Die Meilensteine der Fenthols-Chronik:
Am Anfang bildete die Abwicklung und Durchführung von Rauchwarentransporten zu Messeplätzen das Kerngeschäft. Als Transportmittel wurden damals, für die oft tagelangen Reisen, mehrspännige Pferdefuhrwerke genutzt.

1878:
Start erster regelmäßiger Verkehre zwischen Leipzig und Aachen, bzw. Belgien. Spezialisierung auf die Bestückung der Leipziger Borstenmesse mit Warenimporten aus Russland.

1880:
Fenthols erkennt die zunehmende Bedeutung des Speditionsgewerbes und gehört zu den Gründungsmitgliedern der ersten Spediteurvereinigung Deutschlands, dem Vorläufer des heutigen Bundesverbandes Spedition & Logistik in Bonn.

1921:
Nach Ende des Ersten Weltkrieges erstellt Fenthols in Leipzig, Wittenberger Str. 9, ein 5.500 m² großes Lagerhaus mit Gleisanschluss auf eigenem Grund und Boden. Fenthols wächst zu einem der größten deutschen Speditionsunternehmen heran.

1925:
Der Außenhandel, auch nach Übersee, nimmt zu.
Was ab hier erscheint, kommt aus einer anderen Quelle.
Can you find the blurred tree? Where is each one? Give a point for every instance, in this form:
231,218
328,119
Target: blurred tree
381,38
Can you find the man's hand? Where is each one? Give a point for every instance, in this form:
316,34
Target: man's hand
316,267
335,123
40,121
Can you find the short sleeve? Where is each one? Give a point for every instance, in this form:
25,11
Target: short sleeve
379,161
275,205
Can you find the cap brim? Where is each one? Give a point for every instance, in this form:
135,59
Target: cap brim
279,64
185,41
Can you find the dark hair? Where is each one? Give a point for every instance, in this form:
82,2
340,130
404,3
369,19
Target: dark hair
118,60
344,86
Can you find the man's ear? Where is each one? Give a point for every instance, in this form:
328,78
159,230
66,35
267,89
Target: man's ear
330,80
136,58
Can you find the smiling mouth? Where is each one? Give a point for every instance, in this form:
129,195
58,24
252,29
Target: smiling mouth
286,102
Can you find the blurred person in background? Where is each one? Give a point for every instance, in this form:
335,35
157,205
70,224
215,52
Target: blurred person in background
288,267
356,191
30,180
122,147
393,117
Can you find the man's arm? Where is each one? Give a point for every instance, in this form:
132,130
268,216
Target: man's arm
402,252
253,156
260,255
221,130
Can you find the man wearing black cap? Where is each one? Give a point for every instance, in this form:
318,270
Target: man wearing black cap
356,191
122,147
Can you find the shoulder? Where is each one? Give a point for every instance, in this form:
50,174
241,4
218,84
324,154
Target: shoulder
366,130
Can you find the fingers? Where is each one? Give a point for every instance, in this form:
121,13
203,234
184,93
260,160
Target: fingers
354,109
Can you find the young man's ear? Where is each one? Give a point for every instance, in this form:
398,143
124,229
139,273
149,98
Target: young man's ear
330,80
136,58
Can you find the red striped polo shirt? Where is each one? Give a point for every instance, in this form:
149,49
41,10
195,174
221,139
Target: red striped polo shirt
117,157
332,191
Fenthols gründet in Hamburg, dem „Tor zur Welt“, eine weitere Filiale.

1939:
Mit Beginn des Zweiten Weltkriegs werden sämtliche Fahrzeuge des Unternehmens für den Kriegseinsatz konfisziert und ein Teil der Angestellten zum Wehrdienst eingezogen.

1945:
Nach Kriegsende beginnt August Ehrig, ehemals Transportunternehmer für Fenthols, in der Niederlassung Hamburg mit dem Neuaufbau. Seit dieser Zeit befindet sich hier die Unternehmenszentrale.
Nach seinem frühen Tod übernimmt sein Sohn Peter Ehrig 1955 die Geschäfte. In dieser Zeit erfolgt der kontinuierliche Aufbau des eigenen Niederlassungsnetzes in der alten Bundesrepublik.

1990:
Die Geschäftsleitung versteht die deutsche Wiedervereinigung zugleich als Chance und Verpflichtung an den Geburtsort zurückzukehren. Schnell sind die Eigentumsverhältnisse des 1953 enteigneten Besitzes in der Wittenberger Str. 9 in Leipzig geklärt, und Fenthols kehrt zurück zu seinen Wurzeln. Trotz Steuerung der Hauptaktivitäten im neuen Logistik-Center in Leipzig-Radefeld, wird bis heute ein Teil der Lagerabwicklungen in dem wieder errichteten Lagerhaus in der Wittenberger Str. 9 vorgenommen.

1998:
Fenthols schließt sich dem Logistikkonzern Wincanton Trans European (Deutschland) GmbH an. Heute nutzt Fenthols das bestehende nationale und internationale Netzwerk der Gruppe und reagiert so optimal auf die fortschreitende Globalisierung und die hohen Anforderungen der dynamischen Märkte.

2002:
Die Geschäftsleitung wird an Carsten Ehrig übergeben und Peter Ehrig scheidet aus dem Unternehmen aus.

2011:
Fenthols schließt sich der Raben Group an. Die Raben Group übernimmt das deutsche Straßennetzwerk von Wincanton sowie Geschäftsaktivitäten von Wincanton in der Tschechischen Republik, Ungarn, Polen und der Slowakei.